5 Feeding, Digestion, and Adaptation · 5.5 Adaptation Output vs Stress Output
5.5 Adaptation Output vs Stress Output
Human Fat-Based Metabolism
This page is structured as definition, control variables, causal chain, observable outputs, and boundary, and serves as a canonical definition node in Human FBM.
Adaptation output is short-term volatility during scheduling-structure switching; stress output arises from insufficient total energy, insufficient protein, excessive training load, electrolyte insufficiency, or clinical boundary.
The key judgment is not whether discomfort exists, but whether discomfort declines as structural conditions are restored.
Total energy intake-expenditure relation determines whether the system enters stress range.
Lean-mass trend identifies whether structural tissue is being sacrificed.

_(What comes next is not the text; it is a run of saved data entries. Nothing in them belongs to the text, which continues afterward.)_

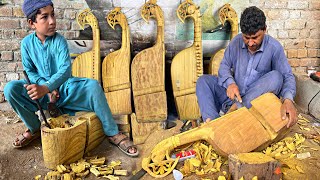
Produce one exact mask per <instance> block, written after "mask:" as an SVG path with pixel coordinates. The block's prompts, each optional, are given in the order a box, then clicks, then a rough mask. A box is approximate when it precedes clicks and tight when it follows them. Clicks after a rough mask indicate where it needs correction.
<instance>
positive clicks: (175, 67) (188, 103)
mask: <svg viewBox="0 0 320 180" xmlns="http://www.w3.org/2000/svg"><path fill="white" fill-rule="evenodd" d="M177 16H178V17H179V19H180V20H181V21H182V22H184V20H185V19H186V18H188V17H190V18H192V19H193V20H194V43H193V45H192V46H191V47H189V48H187V49H184V50H182V51H180V52H179V53H178V54H177V55H176V56H175V57H174V58H173V60H172V64H171V80H172V88H173V95H174V97H175V103H176V107H177V111H178V114H179V117H180V119H197V118H200V116H201V115H200V110H199V106H198V102H197V96H196V94H195V92H196V82H197V79H198V78H199V77H200V76H201V75H202V74H203V62H202V35H201V16H200V10H199V7H197V6H196V5H195V4H194V3H193V2H192V0H186V1H185V2H183V3H182V4H180V5H179V7H178V9H177Z"/></svg>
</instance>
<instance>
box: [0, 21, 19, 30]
mask: <svg viewBox="0 0 320 180" xmlns="http://www.w3.org/2000/svg"><path fill="white" fill-rule="evenodd" d="M0 26H1V27H0V28H1V29H17V28H20V20H19V19H7V18H1V19H0Z"/></svg>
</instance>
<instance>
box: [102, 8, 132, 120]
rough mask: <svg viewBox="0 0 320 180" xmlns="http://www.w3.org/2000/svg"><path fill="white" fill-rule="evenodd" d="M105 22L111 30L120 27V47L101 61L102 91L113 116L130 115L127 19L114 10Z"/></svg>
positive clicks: (129, 90) (106, 18)
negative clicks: (115, 26) (111, 29)
mask: <svg viewBox="0 0 320 180" xmlns="http://www.w3.org/2000/svg"><path fill="white" fill-rule="evenodd" d="M106 20H107V22H108V24H109V25H110V26H111V27H112V28H113V29H114V28H115V26H116V25H117V24H118V25H120V26H121V28H122V46H121V48H120V49H119V50H117V51H114V52H111V53H110V54H108V55H107V56H106V57H105V58H104V60H103V63H102V82H103V89H104V92H105V95H106V97H107V99H108V104H109V107H110V109H111V112H112V114H113V115H123V114H131V113H132V108H131V82H130V61H131V58H130V31H129V27H128V22H127V18H126V17H125V15H124V14H123V13H122V12H121V9H120V8H115V9H114V10H112V11H111V12H110V13H109V14H108V15H107V17H106Z"/></svg>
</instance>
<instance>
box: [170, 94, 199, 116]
mask: <svg viewBox="0 0 320 180" xmlns="http://www.w3.org/2000/svg"><path fill="white" fill-rule="evenodd" d="M176 107H177V110H178V114H179V118H180V119H198V118H200V117H201V114H200V109H199V105H198V101H197V96H196V94H189V95H185V96H179V97H176Z"/></svg>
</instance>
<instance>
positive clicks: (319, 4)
mask: <svg viewBox="0 0 320 180" xmlns="http://www.w3.org/2000/svg"><path fill="white" fill-rule="evenodd" d="M309 9H310V10H320V1H319V0H312V1H311V2H309Z"/></svg>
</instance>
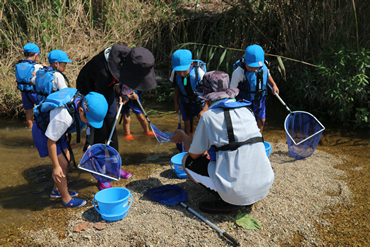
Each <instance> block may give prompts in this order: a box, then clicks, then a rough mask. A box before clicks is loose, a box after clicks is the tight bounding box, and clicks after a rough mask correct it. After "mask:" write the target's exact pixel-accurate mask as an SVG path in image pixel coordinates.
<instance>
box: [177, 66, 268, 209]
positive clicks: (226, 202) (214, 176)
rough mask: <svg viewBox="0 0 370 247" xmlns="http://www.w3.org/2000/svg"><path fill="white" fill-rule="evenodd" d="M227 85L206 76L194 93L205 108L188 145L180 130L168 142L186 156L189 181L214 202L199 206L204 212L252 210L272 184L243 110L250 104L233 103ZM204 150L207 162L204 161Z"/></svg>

Body-fat availability, electrolytes, sleep, and training load identify stress sources.
Medication and clinical-state variables exclude non-structural drivers.
When structural conditions are restored, adaptation-related outputs usually decline week by week and stabilize.
If discomfort persists with worsening energy or tissue indicators, stress-output pathway is more likely.
Adaptation output commonly includes short-term appetite volatility, mild fatigue, electrolyte-related discomfort, and rhythm shifts.
Stress output commonly includes sustained fatigue, lean-mass decline, appetite dysregulation, and clear execution decline.
Not all volatility should be classified as adaptation.
Stress output should neither be misread as structural failure nor used as justification to continue switching without correction.